James Irvine Foundation discusses Creative Placemaking and the ARTPLACE grants

A new wave of creative placemaking is underway as part of ArtPlace, an innovative partnership model of foundations, corporations and government agencies that supports community building through the arts. Irvine is pleased to support this unique program for the second year in a row, having contributed $2 million to ArtPlace to support California-based projects among those supported nationally by the initiative.

ArtPlace was created in 2010 as a partnership among 11 foundations, six banks and eight federal agencies (including the National Endowment for the Arts) to transform urban and rural communities throughout the country by using the arts as an economic driver. To date, the initiative has raised more than $50 million in support of the various projects. The most recent cycle of grants, announced Monday, provides $15.4 million in support of 47 projects that were chosen out of more than 2,200 letters of inquiry. Six of those 47 projects will take place in California.

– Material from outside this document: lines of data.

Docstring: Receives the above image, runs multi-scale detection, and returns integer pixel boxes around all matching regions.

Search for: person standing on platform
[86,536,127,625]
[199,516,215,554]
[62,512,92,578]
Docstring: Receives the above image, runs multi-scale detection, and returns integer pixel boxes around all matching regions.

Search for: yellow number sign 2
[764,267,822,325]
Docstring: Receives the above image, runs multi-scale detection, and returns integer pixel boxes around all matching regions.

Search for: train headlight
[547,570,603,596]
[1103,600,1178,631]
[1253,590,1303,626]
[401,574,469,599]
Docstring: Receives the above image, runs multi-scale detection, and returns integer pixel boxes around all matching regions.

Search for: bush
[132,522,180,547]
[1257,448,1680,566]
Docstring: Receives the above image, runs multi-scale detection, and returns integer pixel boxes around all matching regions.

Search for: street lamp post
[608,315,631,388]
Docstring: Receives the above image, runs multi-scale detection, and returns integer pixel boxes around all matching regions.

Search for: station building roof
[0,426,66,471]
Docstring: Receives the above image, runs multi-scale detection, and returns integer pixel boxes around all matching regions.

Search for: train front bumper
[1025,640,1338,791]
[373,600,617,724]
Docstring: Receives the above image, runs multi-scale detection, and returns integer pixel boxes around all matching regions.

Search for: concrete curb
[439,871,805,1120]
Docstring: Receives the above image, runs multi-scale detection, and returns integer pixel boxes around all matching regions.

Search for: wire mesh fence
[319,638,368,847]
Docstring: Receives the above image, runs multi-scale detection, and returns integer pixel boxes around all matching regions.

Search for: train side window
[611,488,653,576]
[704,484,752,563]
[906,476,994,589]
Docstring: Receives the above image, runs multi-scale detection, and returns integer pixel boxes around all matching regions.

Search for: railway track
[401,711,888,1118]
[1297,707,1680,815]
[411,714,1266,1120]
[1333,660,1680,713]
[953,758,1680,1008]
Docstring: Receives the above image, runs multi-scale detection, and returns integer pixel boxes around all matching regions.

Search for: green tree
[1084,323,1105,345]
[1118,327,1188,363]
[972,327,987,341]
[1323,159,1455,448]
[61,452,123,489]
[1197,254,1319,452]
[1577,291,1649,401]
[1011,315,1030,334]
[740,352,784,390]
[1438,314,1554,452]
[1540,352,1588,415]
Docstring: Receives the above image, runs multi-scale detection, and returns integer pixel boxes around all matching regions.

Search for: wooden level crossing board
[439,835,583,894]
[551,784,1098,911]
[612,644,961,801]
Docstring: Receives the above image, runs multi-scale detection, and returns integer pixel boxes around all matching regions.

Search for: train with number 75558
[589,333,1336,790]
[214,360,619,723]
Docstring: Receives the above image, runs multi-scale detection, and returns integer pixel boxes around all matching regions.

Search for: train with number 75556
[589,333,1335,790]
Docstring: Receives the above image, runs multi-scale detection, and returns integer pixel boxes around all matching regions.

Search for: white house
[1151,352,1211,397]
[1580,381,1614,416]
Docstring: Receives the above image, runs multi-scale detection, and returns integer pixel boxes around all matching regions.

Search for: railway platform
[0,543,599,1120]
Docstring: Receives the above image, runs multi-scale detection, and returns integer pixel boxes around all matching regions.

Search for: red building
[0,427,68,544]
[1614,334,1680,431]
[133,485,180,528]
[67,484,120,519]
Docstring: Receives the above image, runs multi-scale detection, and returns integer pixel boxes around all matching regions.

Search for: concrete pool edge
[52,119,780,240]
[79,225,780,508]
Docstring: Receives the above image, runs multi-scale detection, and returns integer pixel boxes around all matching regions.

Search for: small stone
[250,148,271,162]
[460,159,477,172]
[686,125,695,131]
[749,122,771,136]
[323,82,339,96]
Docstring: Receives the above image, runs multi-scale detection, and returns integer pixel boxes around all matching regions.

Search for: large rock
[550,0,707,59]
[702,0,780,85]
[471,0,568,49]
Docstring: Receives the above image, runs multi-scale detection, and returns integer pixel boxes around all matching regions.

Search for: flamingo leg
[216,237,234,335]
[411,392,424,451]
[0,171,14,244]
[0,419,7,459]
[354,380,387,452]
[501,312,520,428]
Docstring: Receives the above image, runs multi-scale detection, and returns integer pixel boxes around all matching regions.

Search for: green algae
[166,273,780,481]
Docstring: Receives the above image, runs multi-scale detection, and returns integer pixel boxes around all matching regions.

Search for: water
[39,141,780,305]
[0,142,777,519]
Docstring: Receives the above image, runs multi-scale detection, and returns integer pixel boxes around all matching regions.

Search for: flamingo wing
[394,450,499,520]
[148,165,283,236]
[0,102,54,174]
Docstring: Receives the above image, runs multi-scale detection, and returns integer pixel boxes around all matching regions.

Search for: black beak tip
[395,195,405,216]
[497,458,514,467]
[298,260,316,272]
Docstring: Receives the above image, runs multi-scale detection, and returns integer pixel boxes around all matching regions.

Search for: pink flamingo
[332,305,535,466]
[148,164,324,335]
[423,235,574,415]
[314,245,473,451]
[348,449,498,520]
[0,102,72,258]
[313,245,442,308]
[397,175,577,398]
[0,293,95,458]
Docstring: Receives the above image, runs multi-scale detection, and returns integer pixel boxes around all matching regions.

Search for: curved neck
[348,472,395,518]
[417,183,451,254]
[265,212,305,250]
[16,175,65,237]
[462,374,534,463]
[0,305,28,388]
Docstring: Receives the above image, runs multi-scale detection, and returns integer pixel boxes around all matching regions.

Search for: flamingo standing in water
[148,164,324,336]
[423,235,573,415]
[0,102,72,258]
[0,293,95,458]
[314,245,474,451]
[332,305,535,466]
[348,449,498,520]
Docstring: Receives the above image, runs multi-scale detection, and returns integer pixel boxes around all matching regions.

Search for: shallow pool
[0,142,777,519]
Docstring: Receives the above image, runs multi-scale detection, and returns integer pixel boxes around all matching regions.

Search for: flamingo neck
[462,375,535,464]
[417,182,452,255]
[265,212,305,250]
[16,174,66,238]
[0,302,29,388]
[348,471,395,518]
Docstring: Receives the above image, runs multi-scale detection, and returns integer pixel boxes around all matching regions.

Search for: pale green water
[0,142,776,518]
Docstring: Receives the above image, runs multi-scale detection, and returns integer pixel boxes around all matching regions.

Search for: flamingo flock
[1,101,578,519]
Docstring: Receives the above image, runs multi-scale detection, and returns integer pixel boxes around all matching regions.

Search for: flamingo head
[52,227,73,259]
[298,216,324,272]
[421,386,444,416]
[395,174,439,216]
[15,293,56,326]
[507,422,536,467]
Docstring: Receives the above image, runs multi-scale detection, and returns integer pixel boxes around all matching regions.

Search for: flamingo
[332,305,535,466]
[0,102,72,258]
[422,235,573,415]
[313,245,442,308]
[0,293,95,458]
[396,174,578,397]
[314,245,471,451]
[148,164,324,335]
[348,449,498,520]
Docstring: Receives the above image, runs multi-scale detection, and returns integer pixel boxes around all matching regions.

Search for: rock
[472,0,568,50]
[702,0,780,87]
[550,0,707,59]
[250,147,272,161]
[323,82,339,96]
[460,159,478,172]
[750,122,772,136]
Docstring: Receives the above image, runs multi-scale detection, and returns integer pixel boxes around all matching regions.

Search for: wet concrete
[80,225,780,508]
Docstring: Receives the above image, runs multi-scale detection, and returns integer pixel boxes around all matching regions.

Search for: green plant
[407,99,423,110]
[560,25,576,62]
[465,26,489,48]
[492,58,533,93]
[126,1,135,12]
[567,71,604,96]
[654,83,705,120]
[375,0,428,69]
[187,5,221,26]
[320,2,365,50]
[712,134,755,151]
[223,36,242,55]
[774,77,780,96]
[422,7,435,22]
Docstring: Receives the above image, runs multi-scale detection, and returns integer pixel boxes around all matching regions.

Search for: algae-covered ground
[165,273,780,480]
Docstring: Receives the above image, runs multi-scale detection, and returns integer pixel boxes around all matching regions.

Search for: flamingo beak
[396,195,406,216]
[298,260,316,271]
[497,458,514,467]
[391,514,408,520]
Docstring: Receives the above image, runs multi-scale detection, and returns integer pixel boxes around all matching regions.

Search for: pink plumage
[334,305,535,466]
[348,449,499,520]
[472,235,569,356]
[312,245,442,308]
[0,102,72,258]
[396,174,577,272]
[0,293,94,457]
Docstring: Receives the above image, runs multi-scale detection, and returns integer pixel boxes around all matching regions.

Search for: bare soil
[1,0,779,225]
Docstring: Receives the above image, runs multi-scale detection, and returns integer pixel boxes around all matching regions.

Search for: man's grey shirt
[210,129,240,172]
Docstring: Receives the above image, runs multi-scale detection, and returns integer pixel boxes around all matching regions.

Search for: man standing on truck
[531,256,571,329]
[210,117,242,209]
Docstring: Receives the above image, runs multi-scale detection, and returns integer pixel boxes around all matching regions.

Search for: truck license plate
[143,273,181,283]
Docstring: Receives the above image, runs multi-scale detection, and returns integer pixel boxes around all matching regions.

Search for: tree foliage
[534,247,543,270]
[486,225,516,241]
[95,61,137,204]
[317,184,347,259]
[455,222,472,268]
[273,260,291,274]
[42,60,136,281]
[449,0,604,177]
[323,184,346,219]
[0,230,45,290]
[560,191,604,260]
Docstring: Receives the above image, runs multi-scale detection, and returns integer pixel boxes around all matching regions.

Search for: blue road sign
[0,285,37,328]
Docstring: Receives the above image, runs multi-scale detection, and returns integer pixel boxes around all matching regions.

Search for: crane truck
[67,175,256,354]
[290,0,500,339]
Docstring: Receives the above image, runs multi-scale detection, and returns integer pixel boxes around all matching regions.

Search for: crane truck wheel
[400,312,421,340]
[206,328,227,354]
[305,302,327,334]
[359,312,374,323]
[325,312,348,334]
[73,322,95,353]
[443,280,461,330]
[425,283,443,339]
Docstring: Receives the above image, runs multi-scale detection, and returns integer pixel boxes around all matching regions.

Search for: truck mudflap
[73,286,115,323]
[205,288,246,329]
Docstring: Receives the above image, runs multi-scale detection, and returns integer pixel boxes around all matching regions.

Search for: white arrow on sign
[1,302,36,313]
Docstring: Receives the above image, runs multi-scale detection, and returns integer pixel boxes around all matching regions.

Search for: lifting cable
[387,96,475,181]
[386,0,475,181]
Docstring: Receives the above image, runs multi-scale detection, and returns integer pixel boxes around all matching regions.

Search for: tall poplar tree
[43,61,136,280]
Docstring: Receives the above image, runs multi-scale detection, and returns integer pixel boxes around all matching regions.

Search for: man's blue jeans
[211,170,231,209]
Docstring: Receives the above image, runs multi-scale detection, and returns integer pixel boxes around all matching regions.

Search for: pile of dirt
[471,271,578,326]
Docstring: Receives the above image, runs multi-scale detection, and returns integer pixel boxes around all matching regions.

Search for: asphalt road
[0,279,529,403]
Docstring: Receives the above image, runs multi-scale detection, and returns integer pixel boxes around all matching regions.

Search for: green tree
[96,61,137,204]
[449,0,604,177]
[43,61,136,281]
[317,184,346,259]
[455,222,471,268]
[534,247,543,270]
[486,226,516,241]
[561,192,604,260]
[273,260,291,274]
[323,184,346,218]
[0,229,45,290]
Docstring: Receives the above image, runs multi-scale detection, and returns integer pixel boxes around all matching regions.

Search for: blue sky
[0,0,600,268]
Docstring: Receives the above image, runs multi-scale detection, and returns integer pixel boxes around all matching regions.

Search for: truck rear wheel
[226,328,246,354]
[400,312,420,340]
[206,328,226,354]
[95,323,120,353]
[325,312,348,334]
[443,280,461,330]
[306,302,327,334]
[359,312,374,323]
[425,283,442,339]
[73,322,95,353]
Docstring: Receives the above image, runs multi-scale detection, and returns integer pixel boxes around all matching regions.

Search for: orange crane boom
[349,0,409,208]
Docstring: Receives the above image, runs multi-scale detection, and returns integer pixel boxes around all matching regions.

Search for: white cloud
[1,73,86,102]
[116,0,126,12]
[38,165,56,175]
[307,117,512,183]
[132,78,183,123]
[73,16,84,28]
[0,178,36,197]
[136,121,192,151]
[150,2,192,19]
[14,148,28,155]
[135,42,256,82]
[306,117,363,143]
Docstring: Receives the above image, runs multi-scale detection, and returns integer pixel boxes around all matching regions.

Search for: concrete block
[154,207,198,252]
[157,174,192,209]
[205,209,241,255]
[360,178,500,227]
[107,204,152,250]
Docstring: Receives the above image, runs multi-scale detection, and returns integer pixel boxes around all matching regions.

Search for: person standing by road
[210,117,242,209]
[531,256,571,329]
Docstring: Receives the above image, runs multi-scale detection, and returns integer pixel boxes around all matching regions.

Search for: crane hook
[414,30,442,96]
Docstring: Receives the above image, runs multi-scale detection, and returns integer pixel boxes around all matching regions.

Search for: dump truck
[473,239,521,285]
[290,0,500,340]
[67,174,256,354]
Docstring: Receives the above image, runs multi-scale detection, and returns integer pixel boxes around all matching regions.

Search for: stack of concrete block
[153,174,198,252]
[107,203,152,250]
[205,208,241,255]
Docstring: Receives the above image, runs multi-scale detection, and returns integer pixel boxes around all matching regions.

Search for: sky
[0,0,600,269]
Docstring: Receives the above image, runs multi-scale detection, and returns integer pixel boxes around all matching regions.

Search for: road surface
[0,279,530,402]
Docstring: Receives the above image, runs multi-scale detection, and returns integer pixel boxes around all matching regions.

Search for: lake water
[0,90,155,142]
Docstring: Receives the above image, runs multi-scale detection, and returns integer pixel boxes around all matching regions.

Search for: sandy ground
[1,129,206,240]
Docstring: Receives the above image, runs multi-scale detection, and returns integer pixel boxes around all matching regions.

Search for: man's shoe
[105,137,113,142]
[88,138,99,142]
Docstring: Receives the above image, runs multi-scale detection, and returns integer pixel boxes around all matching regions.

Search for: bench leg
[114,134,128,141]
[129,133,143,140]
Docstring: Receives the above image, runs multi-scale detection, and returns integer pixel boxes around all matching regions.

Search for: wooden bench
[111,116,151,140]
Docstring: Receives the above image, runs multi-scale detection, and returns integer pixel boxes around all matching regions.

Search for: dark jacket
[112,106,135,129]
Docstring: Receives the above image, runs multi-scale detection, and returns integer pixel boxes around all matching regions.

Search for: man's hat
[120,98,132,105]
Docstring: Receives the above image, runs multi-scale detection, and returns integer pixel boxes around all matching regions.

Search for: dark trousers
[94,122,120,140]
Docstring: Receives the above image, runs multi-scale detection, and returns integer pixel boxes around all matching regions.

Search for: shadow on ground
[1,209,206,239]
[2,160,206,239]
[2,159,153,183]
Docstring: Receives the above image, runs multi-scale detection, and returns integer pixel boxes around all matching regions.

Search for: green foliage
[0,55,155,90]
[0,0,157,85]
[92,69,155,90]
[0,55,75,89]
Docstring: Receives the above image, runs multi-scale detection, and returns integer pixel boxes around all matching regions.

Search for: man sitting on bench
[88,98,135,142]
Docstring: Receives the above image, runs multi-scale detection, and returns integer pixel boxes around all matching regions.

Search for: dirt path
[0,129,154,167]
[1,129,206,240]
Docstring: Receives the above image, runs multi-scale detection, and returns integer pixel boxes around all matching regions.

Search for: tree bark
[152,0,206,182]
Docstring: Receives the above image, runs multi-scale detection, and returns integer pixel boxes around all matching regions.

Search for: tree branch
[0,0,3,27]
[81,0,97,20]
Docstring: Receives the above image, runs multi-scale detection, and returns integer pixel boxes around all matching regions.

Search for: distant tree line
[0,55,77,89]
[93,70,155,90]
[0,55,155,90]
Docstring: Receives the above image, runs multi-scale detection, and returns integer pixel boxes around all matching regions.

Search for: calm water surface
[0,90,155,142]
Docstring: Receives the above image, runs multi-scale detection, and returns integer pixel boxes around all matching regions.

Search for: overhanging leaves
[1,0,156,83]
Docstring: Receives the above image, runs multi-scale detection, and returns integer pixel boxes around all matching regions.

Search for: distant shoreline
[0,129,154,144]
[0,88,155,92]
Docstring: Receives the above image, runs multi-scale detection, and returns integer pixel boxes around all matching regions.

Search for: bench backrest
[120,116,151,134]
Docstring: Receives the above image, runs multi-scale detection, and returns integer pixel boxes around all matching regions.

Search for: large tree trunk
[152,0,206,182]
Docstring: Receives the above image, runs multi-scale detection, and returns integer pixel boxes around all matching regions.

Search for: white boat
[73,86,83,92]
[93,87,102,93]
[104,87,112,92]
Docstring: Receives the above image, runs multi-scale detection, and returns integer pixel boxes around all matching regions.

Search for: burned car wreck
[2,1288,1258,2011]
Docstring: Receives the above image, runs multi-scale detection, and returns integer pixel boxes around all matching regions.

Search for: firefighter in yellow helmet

The approach being taken by ArtPlace, known as “creative placemaking,” has emerged over the past 20 years as a promising way to increase the vitality of communities and help them grow. Irvine is pleased to support this partnership because of ArtPlace’s resonance with our belief that the arts create meaningful ongoing “bridging and bonding” connections among Californians, fostering a vibrant, inclusive society. In 2011, the National Endowment for the Arts built on its two decades of work in creative placemaking by announcing the first grants in its new Our Town program, designed to support public-private partnerships to strengthen the arts while energizing the overall community. ArtPlace takes this movement a step further, as the first major public-private partnership to encourage creative placemaking across America.